Data Privacy in Supply Chains and Machine Learning through Differential Privacy and Cryptography
More Info
expand_more
Abstract
In modern society, data is increasingly important for people's daily lives and commercial activities to benefit organization, management and analysis. Proper data utilization involves different stages, and the data life cycle is introduced to describe the procedures as generation, collection, processing, storage, management, analysis, visualization and interpretation. Along the data life cycle, data privacy is highly concerned since possible breaches can lead to the abuse of personal information and financial loss. In this thesis, we advance data privacy protection in data processing, data management, and data analysis correlated with the Spark Living Lab project in the domain of supply chains and machine learning. To enhance privacy protection, we propose solutions based on differential privacy and cryptographic protocols since they provide strong and provable security and privacy guarantees. Moreover, we integrate differential privacy and cryptographic protocols to achieve strong privacy guarantees efficiently and practically for data processing, management, and analysis.

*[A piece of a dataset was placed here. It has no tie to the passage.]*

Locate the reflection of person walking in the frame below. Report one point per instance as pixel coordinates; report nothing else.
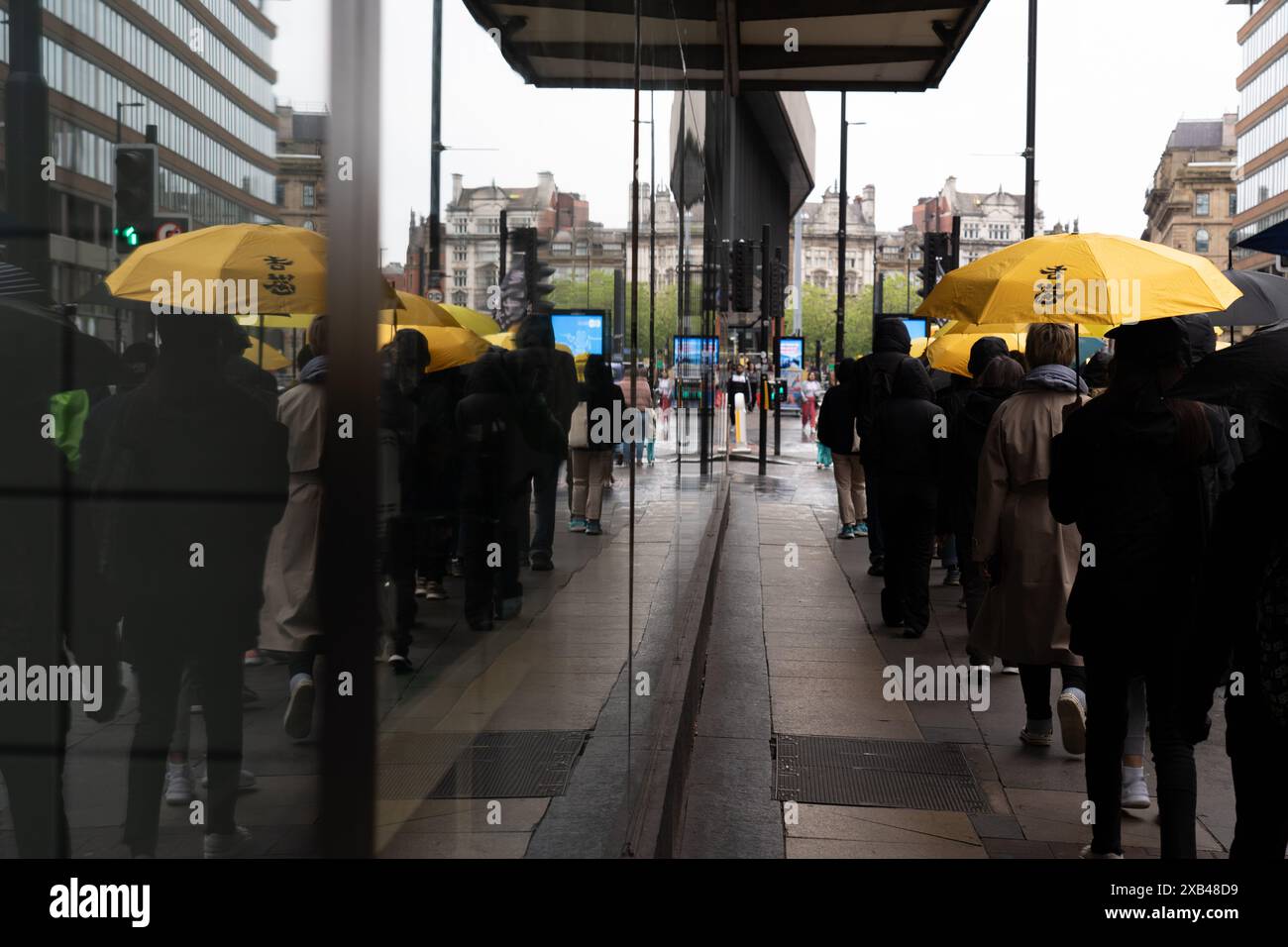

In data processing, we focus on data anonymization and location data perturbation in supply chains. Data de-identification is essential to comply with privacy laws, such as GDPR, before possible sharing or analysis. We propose an anonymization algorithm by combining differential privacy and k-anonymity to achieve stronger privacy guarantees or better data utility than using them alone. Meanwhile, we consider trajectory hiding under possible attacks and real maps, which propose a more practical solution to share trajectory data under privacy protection.
In data management, we address secure data sharing with cryptographic protocols. Data sharing is vital in data management to advance collaboration and knowledge. However, possible data breaches and malicious inputs can lead to potential financial loss and identity theft. In this thesis, we propose a framework for sharing logistic data in a privacy-preserving way using blockchain and cryptographic protocols. Differential privacy is applied to anonymize data, while cryptographic protocols enhance privacy during data transmission.
In data analysis, we pay attention to privacy-preserving machine learning. Machine learning models are usually trained on large datasets which may contain sensitive personal information. It is important to consider privacy protection during the training and utilization of models. We use differential privacy and secure multi-party computation techniques to design a framework for collaborative learning among multiple parties against inference attacks. Also, we utilize zero-knowledge proof to validate model integrity without leaking the model.